Shoom was renowned for drawing in a broad mix of people and in that respect it hasn't changed. Faces maybe looked more weathered than they did in the '80s, though they were still absolutely ecstatic to be reliving the glory days. The iconic acid house smiley stared back at you from bums, boobs and the ceiling, dangling above a hazy scene of smoke and strobe lights. With tracks like DJ Pierre's "Back 2 House (Pierre's 80's Time Warp Mix)," Rampling took the crowd back to where it all began. He dropped Frankie Knuckles' "Your Love," the track's synths like flecks of magic across the audience, their arms embracing the sky as they sang. "I need your luuuuurveee!"
Hitting the stage in a blue, skin-tight jumpsuit, Inner City's Steffanie Christi'an sent her powerhouse vocals careering off the theatre walls.
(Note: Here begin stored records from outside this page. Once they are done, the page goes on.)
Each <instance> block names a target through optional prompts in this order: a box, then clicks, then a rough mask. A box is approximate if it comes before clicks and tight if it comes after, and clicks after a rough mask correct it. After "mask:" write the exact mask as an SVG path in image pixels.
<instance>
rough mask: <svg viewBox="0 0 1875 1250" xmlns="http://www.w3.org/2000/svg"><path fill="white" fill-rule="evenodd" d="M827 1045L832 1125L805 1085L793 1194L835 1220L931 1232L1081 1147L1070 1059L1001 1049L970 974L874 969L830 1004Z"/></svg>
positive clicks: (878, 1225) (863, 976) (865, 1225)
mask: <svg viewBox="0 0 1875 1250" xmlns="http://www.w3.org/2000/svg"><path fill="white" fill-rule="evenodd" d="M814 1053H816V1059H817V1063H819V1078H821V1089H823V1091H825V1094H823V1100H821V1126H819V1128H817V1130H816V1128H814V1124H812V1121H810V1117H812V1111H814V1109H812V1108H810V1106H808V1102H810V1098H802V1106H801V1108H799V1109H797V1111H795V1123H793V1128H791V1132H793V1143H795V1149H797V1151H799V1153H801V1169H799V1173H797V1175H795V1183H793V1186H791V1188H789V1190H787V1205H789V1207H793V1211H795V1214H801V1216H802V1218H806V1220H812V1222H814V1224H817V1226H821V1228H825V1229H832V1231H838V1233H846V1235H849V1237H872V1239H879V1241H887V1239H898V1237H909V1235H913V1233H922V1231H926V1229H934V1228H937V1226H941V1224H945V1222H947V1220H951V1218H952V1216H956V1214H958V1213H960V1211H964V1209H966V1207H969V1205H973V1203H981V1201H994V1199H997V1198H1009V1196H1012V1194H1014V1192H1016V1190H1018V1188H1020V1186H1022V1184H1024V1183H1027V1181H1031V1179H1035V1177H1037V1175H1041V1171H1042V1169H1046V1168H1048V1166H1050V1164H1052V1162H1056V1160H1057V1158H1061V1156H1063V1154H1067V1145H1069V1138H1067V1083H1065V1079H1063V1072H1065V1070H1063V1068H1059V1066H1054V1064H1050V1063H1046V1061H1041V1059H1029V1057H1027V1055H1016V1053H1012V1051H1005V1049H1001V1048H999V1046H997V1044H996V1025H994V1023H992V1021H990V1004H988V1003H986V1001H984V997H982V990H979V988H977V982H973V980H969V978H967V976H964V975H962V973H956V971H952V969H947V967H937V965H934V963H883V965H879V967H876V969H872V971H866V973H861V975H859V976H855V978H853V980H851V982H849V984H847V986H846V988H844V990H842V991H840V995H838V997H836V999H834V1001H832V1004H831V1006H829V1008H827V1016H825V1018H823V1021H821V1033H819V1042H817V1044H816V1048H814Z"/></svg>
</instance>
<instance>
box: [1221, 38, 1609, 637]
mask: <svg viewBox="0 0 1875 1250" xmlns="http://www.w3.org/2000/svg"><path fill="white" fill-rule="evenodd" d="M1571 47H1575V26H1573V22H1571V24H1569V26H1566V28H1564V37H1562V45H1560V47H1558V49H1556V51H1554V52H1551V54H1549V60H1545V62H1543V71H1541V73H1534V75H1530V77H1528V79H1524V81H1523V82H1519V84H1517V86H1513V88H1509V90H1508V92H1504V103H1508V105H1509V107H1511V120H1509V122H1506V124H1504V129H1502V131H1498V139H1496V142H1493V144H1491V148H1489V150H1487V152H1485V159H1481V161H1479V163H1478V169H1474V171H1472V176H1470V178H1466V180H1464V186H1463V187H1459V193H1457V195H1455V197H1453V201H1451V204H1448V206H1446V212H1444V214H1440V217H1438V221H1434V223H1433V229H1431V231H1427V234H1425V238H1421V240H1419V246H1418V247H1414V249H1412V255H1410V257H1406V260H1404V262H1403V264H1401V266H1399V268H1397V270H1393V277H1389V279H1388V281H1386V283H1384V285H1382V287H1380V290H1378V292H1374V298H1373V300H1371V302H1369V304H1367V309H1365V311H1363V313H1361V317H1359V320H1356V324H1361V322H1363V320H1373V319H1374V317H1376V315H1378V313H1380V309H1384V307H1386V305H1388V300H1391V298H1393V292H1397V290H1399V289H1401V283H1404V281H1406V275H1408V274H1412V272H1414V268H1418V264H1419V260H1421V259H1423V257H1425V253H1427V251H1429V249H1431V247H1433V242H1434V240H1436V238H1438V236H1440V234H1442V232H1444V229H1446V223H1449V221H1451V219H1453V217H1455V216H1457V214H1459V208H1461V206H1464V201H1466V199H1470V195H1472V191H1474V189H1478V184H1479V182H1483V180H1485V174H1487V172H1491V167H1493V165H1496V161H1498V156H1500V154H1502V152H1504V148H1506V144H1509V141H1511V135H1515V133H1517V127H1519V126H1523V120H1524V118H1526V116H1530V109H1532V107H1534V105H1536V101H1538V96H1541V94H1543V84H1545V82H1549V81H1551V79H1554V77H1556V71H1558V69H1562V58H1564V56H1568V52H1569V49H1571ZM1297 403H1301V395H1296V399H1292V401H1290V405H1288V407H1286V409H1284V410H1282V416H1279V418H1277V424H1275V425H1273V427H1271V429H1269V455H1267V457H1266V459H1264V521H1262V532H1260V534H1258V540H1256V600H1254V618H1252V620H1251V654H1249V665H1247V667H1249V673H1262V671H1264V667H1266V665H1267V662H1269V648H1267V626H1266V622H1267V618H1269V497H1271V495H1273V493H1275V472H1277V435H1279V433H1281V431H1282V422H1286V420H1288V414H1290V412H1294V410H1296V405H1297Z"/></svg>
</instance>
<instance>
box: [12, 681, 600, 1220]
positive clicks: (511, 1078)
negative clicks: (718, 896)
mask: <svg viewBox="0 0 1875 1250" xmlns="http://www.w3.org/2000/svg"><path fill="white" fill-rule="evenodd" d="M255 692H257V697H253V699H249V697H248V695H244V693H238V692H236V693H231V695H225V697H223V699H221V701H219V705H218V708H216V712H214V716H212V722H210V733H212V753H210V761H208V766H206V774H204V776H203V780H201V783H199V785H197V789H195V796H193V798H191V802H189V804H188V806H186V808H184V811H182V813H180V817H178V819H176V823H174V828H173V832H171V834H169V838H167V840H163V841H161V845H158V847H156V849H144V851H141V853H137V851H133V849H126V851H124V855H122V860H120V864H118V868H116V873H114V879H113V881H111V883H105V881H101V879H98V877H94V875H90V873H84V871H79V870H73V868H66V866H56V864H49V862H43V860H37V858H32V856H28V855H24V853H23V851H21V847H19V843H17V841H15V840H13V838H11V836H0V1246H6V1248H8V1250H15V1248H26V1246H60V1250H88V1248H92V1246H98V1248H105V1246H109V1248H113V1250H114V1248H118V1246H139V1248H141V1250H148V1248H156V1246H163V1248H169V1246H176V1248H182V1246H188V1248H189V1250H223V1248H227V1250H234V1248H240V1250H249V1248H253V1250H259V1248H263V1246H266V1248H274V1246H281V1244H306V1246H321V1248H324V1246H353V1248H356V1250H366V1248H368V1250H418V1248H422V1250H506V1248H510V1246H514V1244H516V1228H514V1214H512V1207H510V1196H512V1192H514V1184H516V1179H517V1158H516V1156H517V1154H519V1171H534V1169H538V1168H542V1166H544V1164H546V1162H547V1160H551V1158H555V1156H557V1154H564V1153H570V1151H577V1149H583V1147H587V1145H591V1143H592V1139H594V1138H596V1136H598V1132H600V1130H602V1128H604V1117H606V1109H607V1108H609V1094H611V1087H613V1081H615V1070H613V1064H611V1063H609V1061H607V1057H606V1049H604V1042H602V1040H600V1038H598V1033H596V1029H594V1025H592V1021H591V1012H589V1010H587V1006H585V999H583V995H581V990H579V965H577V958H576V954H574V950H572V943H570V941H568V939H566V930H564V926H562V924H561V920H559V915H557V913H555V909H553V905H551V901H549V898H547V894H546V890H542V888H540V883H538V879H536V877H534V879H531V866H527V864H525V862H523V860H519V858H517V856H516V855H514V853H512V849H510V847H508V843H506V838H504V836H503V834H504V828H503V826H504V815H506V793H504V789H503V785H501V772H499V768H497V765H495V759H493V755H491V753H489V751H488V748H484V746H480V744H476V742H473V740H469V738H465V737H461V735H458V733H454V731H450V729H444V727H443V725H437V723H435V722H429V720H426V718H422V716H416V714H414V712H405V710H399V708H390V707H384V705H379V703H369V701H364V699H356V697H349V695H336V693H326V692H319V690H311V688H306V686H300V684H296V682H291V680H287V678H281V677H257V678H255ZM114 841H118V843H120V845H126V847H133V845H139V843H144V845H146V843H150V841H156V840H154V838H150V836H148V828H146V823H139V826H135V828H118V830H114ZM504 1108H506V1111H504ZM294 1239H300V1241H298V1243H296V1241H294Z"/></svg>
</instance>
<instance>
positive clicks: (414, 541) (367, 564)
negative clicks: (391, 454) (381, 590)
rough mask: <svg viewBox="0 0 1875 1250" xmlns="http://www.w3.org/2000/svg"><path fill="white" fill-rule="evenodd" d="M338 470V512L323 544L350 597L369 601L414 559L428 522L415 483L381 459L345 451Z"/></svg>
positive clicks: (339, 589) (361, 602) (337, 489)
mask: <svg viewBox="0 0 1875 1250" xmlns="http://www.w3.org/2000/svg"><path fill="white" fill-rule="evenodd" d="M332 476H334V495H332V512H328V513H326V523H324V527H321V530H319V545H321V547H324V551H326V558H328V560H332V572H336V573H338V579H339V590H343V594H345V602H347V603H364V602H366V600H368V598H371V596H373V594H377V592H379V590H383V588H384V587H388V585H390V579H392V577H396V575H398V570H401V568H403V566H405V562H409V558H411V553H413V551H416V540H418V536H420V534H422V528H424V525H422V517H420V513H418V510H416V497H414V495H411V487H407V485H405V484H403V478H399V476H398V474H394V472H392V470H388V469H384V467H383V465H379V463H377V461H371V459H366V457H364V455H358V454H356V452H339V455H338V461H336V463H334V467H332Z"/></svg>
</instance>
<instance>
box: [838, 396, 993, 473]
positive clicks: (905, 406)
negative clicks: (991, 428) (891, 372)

After classics like "Big Fun" and "Your Love," she threw the mic around her neck and set off into the crowd. Next, she grabbed the bass guitar; before you knew it, she was banging out samba on the bongos. The riff from "Good Life" made bodies tingle with a sense of promise and hope, as the band's leader, Kevin Saunderson, took to the mic to remind us, "We make music that brings us together."
The night ran away in a tale of garbled stories and quickly forgotten names, with plenty of reminiscing about the good old Shoom days. "You bosh your knee, you dance all night," said one woman. "That's the house we know." The sense of community that once bound this scene together is obviously still a huge pull. "I just came for the vibe," another woman, who was too young to have seen the '80s, told me.
Farley & Heller saw the party safely through to 5 AM with feel-good anthems that haven't lost their magic. Martha Wash's gospel vocals on "Carry On" opened hearts and lungs. As she sung about a new day dawning, you almost believed it. But then you looked around at the thinning crowd and something told you it wasn't quite the Shoom of old. In the '80s, people really did believe the world was changing. Today we find ourselves in similar conditions to those fomented by a decade of Thatcherism, but instead of looking to the future, it feels safer to take refuge in days that have been and gone.